Jul 2025
No Ring, No Rights? Common Law Spouses and Estate Claims
By Mirjana (Mira) Markovic
In today’s legal sphere, the concept of a “spouse” has expanded beyond the traditional marriage. More couples are cohabiting in marriage-like relationships without saying “I do”. So, what happens when one partner dies without a Will? Or when a surviving partner is left out of the Will entirely? For common-law spouses, claiming a share of the deceased’s estate is not always straightforward, but it is possible. Let us take a closer look.
Common-Law Spouse
In Ontario, a common-law spouse, also known as a conjugal partner, refers to two people in a marriage-like relationship without being legally married, who either: (1) have lived together for at least three years; or (2) they have a child together and have been living together in a relationship of some permanence (generally one year).
No Automatic Right to Inheritance
The Succession Law Reform Act[1] (“SLRA”) gives married spouses significant rights when their partner passes, including a preferential share of the estate if there is no Will. However, common-law spouses are excluded from these automatic inheritance rights.
To date, s.1 of the SLRA has not amended the definition of “spouse” as it relates to entitlement on intestacy (when someone dies without a Will). Under the existing definition of intestacy, a common-law spouse does not have any statutory entitlement with respect to property. Unlike married couples, a common-law spouse is not entitled to a share of the estate of their deceased partner if their partner dies intestate. This may come as a shock, especially in long-term relationships where one partner was a “dependant” or contributed equally or substantially to joint assets.
Remedies of the Common-Law Spouse
To Become an Estate Trustee
The intestate provisions (s.44-49) of the SLRA rely on the narrow definition of spouse in s.1 of the Act and not the broader definition in s. 57 concerning the “dependant” support claims. However, the combination of s.29 of the Estates Act[2] along with s.44-45 of the SLRA creates the following result: “if an individual dies intestate, leaving a common-law spouse, and other relatives, the common-law spouse has the informal priority over the other relatives to become the Estate Trustee but has no statutory entitlement to a share of the estate.
Dependants’ Claim
Pursuant to the SLRA, a common-law spouse may make a claim against the estate as a "dependant" if they were not adequately provided for. The Court will assess whether sufficient provisions in a Will were made for the common-law spouse or look at myriad factors such as the length of the relationship, contribution by the common-law spouse, degree of financial dependence, etc., if there is no Will. If the Court finds that the common-law spouse has not been appropriately provided for, it can order that a portion of the estate be paid to them.
A common-law spouse must apply within six months of the Certificate of Appointment of the Estate Trustee, although extensions may be granted by the Court.
Unjust Enrichment
If a surviving common-law spouse helped build, contributed to the acquisition, or upkeep of property (i.e., family home) without being legally recognized as the registered owner on title, they may bring a claim for unjust enrichment.

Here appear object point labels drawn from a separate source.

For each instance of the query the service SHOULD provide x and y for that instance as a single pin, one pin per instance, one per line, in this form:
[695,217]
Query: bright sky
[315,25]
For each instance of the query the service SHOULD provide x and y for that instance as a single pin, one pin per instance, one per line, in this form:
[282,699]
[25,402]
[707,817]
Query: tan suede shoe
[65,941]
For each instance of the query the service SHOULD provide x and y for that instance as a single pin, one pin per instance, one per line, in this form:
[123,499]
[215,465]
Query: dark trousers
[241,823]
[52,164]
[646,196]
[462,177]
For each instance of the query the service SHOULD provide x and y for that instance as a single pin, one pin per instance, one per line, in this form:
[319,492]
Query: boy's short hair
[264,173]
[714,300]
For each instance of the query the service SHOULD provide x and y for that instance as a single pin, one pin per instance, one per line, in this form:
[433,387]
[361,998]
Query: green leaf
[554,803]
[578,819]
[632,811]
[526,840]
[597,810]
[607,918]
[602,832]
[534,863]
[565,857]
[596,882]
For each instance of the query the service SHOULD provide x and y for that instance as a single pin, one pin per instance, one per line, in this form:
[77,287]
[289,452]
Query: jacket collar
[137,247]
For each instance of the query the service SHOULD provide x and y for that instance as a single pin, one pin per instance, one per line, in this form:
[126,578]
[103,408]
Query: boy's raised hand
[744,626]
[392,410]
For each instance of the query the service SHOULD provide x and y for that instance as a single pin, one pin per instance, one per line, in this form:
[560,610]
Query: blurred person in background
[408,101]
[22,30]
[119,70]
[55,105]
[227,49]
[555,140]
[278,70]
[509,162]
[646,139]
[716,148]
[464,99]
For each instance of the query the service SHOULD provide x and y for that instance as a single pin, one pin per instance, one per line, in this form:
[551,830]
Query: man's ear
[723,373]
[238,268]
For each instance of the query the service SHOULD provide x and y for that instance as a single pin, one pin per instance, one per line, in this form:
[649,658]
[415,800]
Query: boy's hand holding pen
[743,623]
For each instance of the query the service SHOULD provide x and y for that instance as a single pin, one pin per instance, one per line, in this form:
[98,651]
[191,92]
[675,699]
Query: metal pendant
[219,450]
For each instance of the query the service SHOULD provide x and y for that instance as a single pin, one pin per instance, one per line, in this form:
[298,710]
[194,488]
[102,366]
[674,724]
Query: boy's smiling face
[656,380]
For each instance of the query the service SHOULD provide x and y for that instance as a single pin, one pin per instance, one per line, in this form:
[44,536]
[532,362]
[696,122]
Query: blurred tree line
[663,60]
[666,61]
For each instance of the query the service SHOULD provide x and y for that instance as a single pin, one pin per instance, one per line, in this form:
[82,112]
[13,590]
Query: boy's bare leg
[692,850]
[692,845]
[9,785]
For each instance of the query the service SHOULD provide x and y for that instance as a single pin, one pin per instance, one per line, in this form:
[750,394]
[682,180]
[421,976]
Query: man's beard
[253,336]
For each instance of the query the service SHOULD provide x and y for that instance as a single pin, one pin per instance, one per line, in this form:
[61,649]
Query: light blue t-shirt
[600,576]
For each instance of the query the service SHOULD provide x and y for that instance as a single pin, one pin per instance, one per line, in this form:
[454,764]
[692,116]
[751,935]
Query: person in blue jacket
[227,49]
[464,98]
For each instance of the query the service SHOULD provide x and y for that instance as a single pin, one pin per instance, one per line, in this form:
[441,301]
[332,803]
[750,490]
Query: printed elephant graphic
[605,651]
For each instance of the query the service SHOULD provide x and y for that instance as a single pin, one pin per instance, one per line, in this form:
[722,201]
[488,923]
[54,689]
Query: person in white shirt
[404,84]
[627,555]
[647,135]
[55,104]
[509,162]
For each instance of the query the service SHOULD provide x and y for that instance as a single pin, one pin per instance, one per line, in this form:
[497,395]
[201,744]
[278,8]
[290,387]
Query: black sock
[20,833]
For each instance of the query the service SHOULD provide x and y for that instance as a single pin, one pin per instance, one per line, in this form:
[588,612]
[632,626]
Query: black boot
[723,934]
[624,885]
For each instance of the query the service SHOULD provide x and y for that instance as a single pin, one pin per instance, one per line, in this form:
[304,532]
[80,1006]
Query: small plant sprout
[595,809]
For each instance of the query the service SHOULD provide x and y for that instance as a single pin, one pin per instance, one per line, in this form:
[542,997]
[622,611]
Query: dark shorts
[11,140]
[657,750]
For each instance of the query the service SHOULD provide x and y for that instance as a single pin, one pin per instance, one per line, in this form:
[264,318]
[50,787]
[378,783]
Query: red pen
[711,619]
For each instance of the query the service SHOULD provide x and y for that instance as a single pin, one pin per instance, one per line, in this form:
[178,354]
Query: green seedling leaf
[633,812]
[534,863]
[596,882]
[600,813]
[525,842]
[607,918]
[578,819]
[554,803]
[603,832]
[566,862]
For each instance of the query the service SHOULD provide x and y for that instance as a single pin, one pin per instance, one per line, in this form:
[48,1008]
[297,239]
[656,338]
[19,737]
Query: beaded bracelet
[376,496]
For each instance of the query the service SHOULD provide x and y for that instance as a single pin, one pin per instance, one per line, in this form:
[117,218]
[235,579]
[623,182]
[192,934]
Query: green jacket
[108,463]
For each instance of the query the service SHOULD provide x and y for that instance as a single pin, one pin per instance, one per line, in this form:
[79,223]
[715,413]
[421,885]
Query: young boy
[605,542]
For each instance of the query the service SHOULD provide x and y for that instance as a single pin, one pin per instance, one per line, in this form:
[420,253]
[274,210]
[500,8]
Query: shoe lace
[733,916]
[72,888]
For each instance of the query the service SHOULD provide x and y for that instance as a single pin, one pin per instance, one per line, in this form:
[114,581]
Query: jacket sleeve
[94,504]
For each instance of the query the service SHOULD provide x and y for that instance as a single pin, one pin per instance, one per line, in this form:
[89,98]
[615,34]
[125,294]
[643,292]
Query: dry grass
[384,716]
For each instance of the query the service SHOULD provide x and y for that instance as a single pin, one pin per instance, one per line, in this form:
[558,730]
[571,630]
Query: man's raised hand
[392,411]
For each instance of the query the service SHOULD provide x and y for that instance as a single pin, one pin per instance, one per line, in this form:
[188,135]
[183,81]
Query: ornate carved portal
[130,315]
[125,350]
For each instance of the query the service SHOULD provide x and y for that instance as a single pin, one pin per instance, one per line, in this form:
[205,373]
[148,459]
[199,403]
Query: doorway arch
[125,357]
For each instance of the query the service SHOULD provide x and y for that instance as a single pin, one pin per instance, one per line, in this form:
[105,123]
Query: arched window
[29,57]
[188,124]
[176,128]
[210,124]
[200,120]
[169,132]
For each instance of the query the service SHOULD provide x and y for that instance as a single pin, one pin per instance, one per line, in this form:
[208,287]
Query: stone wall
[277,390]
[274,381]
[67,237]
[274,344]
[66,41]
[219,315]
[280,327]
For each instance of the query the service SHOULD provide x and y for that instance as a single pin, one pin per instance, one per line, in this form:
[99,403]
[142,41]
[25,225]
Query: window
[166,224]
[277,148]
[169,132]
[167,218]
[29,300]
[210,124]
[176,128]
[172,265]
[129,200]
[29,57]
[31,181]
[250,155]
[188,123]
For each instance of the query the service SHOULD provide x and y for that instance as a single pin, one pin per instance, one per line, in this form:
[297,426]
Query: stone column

This is an equitable remedy based on the principle that one person should not benefit unfairly at the expense of another. The remedy often leads to a constructive trust, a court-imposed interest in property. This claim can be complex but powerful, especially where the estate includes valuable real estate or business that the common-law spouse assisted in growing.
Joint Assets and Designated Beneficiaries
Some assets may pass outside of the estate. If common-law spouses held bank accounts, investments, or property jointly, the surviving common-law spouse may receive these assets by right of survivorship. Similarly, life insurance and pension benefits with named beneficiaries will go directly to those individuals, regardless of what the Will stipulates. So, if the common-law spouse is named as a beneficiary, they will receive such aforementioned benefits. However, be aware that not all joint property held is truly joint because if there is a dispute, the Court will look at who contributed to what and why, and whether it was intended to be a gift or a joint interest.
Challenging the Validity of a Will
If a common-law spouse was excluded from a Will, they may challenge the validity of the same on grounds such as lack of testamentary capacity, undue influence by others, and/or fraud/forgery. I note that such cases are complex and require substantial evidence. However, if the common-law spouse is successful, it can lead to the Will being set aside and a previous Will or intestacy rules to prevail.
Conclusion
The law is slowly catching up to the “modern relationship,” however, there continues to be a sharp line between married couples and common-law couples when it comes to estate rights. Common-law spouses continue to face hurdles when it comes to inheritance. If you are in a common-law relationship, it is imperative that you plan ahead, draft a Will, consider a cohabitation agreement, use beneficiary designations wisely, and discuss openly with your common-law spouse about any expectations.